After his shower he went down to the casino, wearing the lemon slacks and blue sport shirt Sally had gotten him as a present, feeling the clamminess of the air conditioning through the thin shirt. Sally wasn’t at any of the tables or in among the slot machines, but Jack wasn’t worried yet. He felt too good about the way things were going. He had to keep reminding himself he was not in prison any more, not even working in a bakery, gagging over the lard barrel or wiping damp flour off his face. He was now a well-set-up gentleman of leisure, making the “Vegas scene,” a young man for whom life had done a complete turnabout, the fiancé of a rich and beautiful woman. Jack wondered what it would be like, never having to worry about money again. Of course, he had never worried much about it in the past, but now he could do anything he wanted. He decided he wanted to go to college and study the liberal arts. It would, he felt, give him a greater opportunity to appreciate life. He did not mean to waste his life, the way these people were wasting theirs.

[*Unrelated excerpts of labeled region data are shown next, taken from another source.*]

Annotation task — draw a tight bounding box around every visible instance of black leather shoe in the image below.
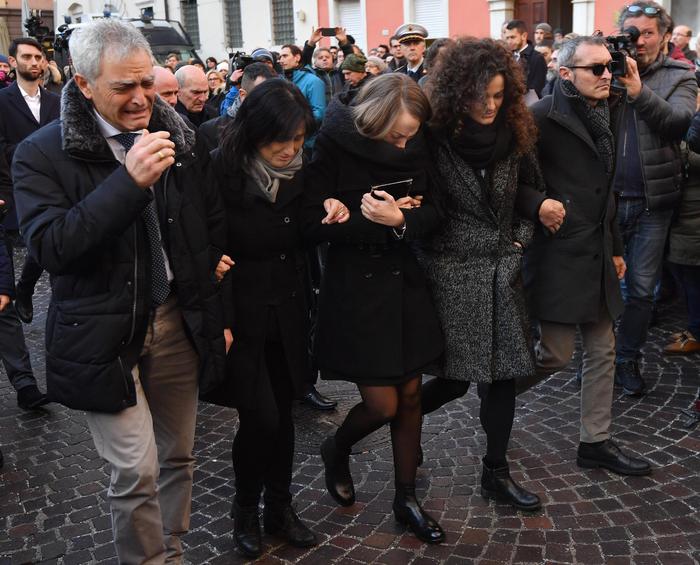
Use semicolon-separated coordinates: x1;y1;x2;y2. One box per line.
576;439;651;476
231;502;262;559
263;504;318;547
394;485;445;543
15;291;34;324
481;462;542;510
321;436;355;506
17;385;50;410
615;360;646;396
301;386;338;410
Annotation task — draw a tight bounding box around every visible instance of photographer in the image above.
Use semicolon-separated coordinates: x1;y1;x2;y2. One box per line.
614;2;697;396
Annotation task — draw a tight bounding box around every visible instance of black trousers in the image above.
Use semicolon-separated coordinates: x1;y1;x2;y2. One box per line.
422;378;515;468
17;253;44;296
231;341;294;508
0;239;36;391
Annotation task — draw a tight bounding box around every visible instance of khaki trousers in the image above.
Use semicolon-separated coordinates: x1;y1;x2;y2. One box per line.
87;297;198;564
518;313;615;443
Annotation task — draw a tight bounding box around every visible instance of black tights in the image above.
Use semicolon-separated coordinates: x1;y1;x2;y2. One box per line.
335;377;421;485
422;378;515;468
231;342;294;507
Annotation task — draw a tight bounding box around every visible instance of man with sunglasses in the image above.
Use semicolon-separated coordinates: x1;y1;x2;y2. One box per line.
519;36;651;475
614;1;697;396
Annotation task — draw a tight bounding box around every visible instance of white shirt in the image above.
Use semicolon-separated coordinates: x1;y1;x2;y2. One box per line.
17;82;41;123
513;43;527;61
95;110;175;282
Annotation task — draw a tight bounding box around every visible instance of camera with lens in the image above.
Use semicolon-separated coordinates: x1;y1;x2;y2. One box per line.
24;11;51;43
605;26;640;79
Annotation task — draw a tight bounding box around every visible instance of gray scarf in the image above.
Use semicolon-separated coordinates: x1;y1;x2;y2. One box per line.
243;148;303;204
559;80;615;176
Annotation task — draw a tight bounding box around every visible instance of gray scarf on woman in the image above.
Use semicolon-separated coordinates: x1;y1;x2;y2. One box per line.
243;149;303;204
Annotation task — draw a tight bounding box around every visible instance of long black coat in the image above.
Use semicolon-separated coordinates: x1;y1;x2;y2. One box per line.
12;81;226;412
0;82;61;229
523;81;625;324
304;99;442;384
424;131;536;383
205;154;311;408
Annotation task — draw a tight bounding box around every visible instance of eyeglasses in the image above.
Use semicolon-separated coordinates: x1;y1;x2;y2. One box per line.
625;4;661;18
566;61;613;77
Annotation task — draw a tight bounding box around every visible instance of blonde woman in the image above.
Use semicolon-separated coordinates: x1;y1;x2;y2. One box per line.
304;74;444;543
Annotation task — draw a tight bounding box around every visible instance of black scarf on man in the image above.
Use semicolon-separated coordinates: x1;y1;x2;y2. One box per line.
559;80;615;177
450;113;512;170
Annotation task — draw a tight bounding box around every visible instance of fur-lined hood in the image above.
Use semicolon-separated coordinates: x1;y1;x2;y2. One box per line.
61;79;195;155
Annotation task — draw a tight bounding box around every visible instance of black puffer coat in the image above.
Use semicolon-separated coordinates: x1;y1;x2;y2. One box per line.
12;81;226;412
304;98;442;385
668;112;700;265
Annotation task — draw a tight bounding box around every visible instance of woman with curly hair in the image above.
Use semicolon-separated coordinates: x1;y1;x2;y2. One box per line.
422;38;541;510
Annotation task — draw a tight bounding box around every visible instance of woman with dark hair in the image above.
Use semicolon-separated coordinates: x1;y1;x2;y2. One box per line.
304;73;444;543
208;78;348;557
423;38;540;510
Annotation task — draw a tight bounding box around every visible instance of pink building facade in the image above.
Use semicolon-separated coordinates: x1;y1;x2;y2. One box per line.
317;0;700;49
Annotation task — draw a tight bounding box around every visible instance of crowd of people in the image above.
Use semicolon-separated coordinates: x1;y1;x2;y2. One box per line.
0;1;700;563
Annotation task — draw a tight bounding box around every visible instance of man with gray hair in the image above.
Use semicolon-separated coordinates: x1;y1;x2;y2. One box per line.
12;19;232;563
520;36;650;475
175;65;218;127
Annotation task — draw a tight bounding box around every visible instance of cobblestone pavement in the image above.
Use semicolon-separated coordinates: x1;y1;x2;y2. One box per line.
0;249;700;565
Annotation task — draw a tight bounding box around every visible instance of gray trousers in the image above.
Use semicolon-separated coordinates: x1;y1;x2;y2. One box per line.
0;302;36;391
86;297;199;565
518;313;615;443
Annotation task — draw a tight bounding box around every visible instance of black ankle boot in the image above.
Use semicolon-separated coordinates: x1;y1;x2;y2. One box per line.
231;501;262;558
481;461;542;510
321;436;355;506
394;484;445;543
263;504;318;547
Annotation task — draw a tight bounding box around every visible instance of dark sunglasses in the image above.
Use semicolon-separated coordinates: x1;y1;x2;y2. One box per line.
566;61;613;77
625;4;661;17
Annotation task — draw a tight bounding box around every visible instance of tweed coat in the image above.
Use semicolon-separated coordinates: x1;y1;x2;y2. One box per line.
421;133;537;383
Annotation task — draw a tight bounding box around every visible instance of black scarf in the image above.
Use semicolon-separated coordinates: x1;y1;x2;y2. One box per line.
559;80;615;176
450;115;512;170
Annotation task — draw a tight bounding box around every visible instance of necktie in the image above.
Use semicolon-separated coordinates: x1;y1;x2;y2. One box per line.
112;133;170;306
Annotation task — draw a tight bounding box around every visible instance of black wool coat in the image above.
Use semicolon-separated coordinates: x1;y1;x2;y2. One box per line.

He watched them gamble: the fools at the little roulette setups making their nervous scattered bets, most of them with stacks of four-bit chips, one with a barricade of expensive domino-like plaques that Jack didn’t even know the value of; betting numbers or thirds or quarters, red or black or odd or even, betting against one of the most powerfully house-favored odds in the joint (it may have been a luxury hotel to some of the guests, but to Jack it was just a rug joint), bucking a vigorish that did not change no matter how trickily you bet. Jack had not always felt contempt for people who gambled, but now, with the prospect of being rich before him, he suddenly did not see the point of it. When he had gambled in the past it had always been for money, never for pleasure. The pleasure had come from winning money because he needed money. The people he saw around him in the casino did not look as if they needed money, at least not enough to buck the house. It was sensible, of course, to gamble against the house if your income was so small you didn’t have a chance anyway. A man making fifty a week and without hope of ever making more could come against the house odds with the genuine hope that he would win a fortune at the risk of almost nothing, because when you start with peanuts all you can lose is peanuts. Negroes shooting craps with relief money were far more sensible than the middle-class gentleman wagering three hundred dollars he can afford to lose, for one reason: the Negro expects to win and the gentleman expects to lose. Gambling, Jack decided, belongs to the poor. The rich or the well-off just make asses of themselves. He liked this new attitude of his; it made him feel superior to everybody in the room.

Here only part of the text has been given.